With the lack of money in the housing market comes lack of adequate facilities. In his 1942 essay on French rent controls, de Jouvenal[9] observed that controls meant that middle-class apartments with three or four reception rooms frequently cost about $2 a month. "Rent seldom rises above 4 per cent of any income," he commented. "Frequently it is less than 1 per cent." In Paris at that time there were about 16,000 buildings in such disrepair that they could only be demolished. And 82 percent of Parisians had no bath or shower; more than half had outside lavatories, and a fifth had no running water. The owners, who were not in a financial position to keep up their own buildings, could hardly be blamed.

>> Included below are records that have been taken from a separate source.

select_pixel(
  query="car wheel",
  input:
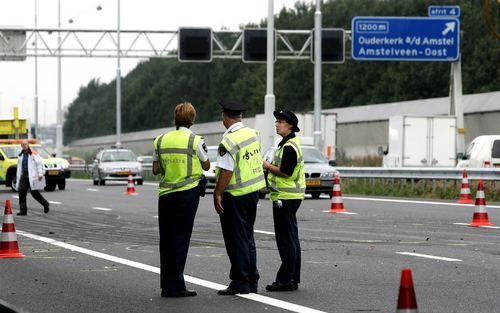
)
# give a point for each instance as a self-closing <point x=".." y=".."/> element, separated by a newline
<point x="61" y="184"/>
<point x="315" y="195"/>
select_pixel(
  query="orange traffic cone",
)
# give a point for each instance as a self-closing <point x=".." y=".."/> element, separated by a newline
<point x="465" y="195"/>
<point x="407" y="302"/>
<point x="8" y="244"/>
<point x="130" y="185"/>
<point x="337" y="206"/>
<point x="480" y="217"/>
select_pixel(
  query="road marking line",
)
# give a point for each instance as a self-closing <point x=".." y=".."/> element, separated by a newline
<point x="467" y="224"/>
<point x="427" y="256"/>
<point x="263" y="232"/>
<point x="100" y="209"/>
<point x="414" y="201"/>
<point x="197" y="281"/>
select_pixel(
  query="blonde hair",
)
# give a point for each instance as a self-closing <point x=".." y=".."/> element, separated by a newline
<point x="184" y="115"/>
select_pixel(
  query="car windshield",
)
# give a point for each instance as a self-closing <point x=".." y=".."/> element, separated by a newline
<point x="11" y="152"/>
<point x="118" y="156"/>
<point x="312" y="155"/>
<point x="212" y="154"/>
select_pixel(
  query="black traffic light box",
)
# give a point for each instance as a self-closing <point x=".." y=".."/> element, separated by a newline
<point x="255" y="45"/>
<point x="195" y="45"/>
<point x="332" y="45"/>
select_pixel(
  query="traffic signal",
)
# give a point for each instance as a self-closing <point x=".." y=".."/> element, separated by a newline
<point x="195" y="45"/>
<point x="255" y="45"/>
<point x="332" y="45"/>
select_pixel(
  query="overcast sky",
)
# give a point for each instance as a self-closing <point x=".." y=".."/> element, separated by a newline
<point x="17" y="78"/>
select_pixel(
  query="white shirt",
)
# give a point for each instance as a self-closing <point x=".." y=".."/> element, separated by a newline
<point x="200" y="152"/>
<point x="226" y="161"/>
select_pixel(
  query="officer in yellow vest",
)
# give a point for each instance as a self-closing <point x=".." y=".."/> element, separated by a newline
<point x="179" y="157"/>
<point x="240" y="176"/>
<point x="286" y="182"/>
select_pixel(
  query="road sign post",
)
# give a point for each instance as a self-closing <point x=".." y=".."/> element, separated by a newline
<point x="405" y="39"/>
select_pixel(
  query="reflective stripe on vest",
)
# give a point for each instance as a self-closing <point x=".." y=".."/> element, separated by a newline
<point x="176" y="178"/>
<point x="244" y="147"/>
<point x="293" y="186"/>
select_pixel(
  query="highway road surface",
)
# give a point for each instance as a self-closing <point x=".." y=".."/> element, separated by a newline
<point x="97" y="251"/>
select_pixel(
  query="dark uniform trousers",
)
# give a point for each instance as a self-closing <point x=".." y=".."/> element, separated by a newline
<point x="24" y="186"/>
<point x="287" y="239"/>
<point x="237" y="223"/>
<point x="176" y="213"/>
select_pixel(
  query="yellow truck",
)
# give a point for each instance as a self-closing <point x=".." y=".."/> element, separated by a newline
<point x="56" y="169"/>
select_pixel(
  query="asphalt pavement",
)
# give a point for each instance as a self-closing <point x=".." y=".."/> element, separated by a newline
<point x="97" y="251"/>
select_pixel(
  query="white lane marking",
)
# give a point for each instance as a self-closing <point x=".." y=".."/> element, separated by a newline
<point x="427" y="256"/>
<point x="467" y="224"/>
<point x="263" y="232"/>
<point x="197" y="281"/>
<point x="346" y="213"/>
<point x="415" y="201"/>
<point x="101" y="209"/>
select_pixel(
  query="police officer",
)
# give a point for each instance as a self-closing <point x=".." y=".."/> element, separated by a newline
<point x="239" y="178"/>
<point x="287" y="186"/>
<point x="179" y="157"/>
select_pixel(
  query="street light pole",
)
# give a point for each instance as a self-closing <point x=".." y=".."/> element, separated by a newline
<point x="269" y="100"/>
<point x="118" y="83"/>
<point x="59" y="92"/>
<point x="36" y="135"/>
<point x="317" y="75"/>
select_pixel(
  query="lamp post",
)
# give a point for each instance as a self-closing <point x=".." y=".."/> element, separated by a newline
<point x="118" y="82"/>
<point x="59" y="139"/>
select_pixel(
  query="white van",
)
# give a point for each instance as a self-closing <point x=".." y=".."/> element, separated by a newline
<point x="483" y="151"/>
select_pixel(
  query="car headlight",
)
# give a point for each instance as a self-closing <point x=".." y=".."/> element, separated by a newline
<point x="327" y="175"/>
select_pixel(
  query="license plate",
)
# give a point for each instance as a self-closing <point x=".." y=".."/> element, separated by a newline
<point x="313" y="182"/>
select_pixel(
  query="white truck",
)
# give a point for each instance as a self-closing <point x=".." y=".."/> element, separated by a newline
<point x="483" y="151"/>
<point x="421" y="141"/>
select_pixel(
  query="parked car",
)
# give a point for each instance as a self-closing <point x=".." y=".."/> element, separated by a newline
<point x="116" y="164"/>
<point x="210" y="174"/>
<point x="317" y="169"/>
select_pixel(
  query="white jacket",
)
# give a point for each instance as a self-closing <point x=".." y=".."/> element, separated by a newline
<point x="35" y="169"/>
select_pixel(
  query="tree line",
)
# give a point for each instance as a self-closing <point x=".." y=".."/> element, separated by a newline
<point x="154" y="87"/>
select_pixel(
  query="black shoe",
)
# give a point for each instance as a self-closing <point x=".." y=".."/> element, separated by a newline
<point x="276" y="286"/>
<point x="178" y="294"/>
<point x="230" y="291"/>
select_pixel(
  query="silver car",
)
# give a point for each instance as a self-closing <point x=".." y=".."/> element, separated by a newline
<point x="318" y="171"/>
<point x="116" y="164"/>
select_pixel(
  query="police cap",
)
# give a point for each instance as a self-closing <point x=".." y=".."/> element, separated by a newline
<point x="289" y="117"/>
<point x="231" y="106"/>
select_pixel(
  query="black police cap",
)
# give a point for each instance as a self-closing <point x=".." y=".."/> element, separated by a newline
<point x="289" y="117"/>
<point x="232" y="106"/>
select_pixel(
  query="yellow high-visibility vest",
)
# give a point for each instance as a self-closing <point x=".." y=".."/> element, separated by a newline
<point x="179" y="164"/>
<point x="294" y="186"/>
<point x="244" y="147"/>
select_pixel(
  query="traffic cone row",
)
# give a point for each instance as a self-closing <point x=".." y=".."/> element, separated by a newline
<point x="130" y="185"/>
<point x="465" y="195"/>
<point x="8" y="243"/>
<point x="337" y="205"/>
<point x="480" y="216"/>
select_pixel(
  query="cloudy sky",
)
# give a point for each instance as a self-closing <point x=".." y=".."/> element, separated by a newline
<point x="17" y="78"/>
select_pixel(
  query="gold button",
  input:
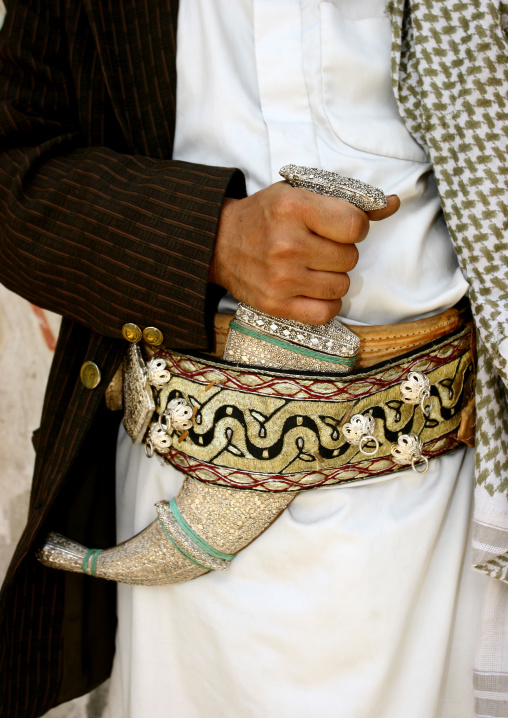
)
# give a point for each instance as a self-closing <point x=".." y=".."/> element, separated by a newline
<point x="90" y="375"/>
<point x="152" y="335"/>
<point x="132" y="333"/>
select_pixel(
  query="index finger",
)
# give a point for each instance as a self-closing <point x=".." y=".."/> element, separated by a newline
<point x="333" y="218"/>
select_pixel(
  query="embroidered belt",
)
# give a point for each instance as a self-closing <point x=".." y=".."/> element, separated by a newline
<point x="279" y="431"/>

As the capital stock deteriorates, slums are born. Since no economic incentive exists for owners to repair run-down properties in declining areas, the blight spreads. As the blight spreads, more and more buildings become uninhabitable. The effect of rent controls is ultimately to remove once-habitable dwellings from the housing stock.

The Decline of New York

These effects can be seen to have contributed to the demise of one city in particular, namely New York. Federal rent control went into effect there in November 1943 and the state took over its administration in May 1950. In 1962, the city became the administrator: in so doing, it made a stick to beat itself. The damage done by controls "cannot be properly assessed in dollars-and-cents alone. As even the hapless officials responsible now reluctantly concede, rent control is costing the City of New York, through abandonment and ultimate destruction, upwards of 30,000 dwelling units annually."[10]
Social effects in New York are both severe — as the crumbling tenements make clear — and subtle: by setting tenant against landlord, rent control fans the flames of social hatred and class warfare in a city once known as the nation's melting pot.
Urbanologist B. Bruce-Briggs has concisely summed up the consequences of rent control in New York City. He notes that:
Rent control reduces mobility by encouraging tenants to stay put. It also encourages people to occupy more space than they otherwise would. It offers the landlord incentives not to provide adequate services; he must be forced to do so by law, leading to endless litigation. (In 1975 nearly a half-million cases went to New York's Housing Court.) Rent control must be, administered, at a cost of $13 million to New York City and State. It creates unimaginable costs for tenants and landlords in time and administrative fees. It has resulted in massive tax delinquency.[11]
Economic effects on the city itself are far-reaching. "Maximum Base Rents" are rarely increased by more than 8.5 percent per annum. In contrast, according to Barron's[12], "taxes and labor are rising at well over 10 percent per year, while in the past 18 months, the price of fuel oil, a ponderable part of total operating costs, has soared by 2000 percent. Small wonder that more and more buildings are being run at a loss, while tax delinquency, once largely confined to one or two rotten boroughs, has spread far and wide." Real estate tax delinquencies for fiscal year 1974–75 were estimated at $220 million, up from $148 million and $122 million in the two preceding years.
When government agencies insist that their policies have kept down the cost of accommodation, it seems fair to ask that costs such as these be taken into consideration. Rent controls in the postwar period, like most price and wage restrictions, have turned out to be an expensive failure.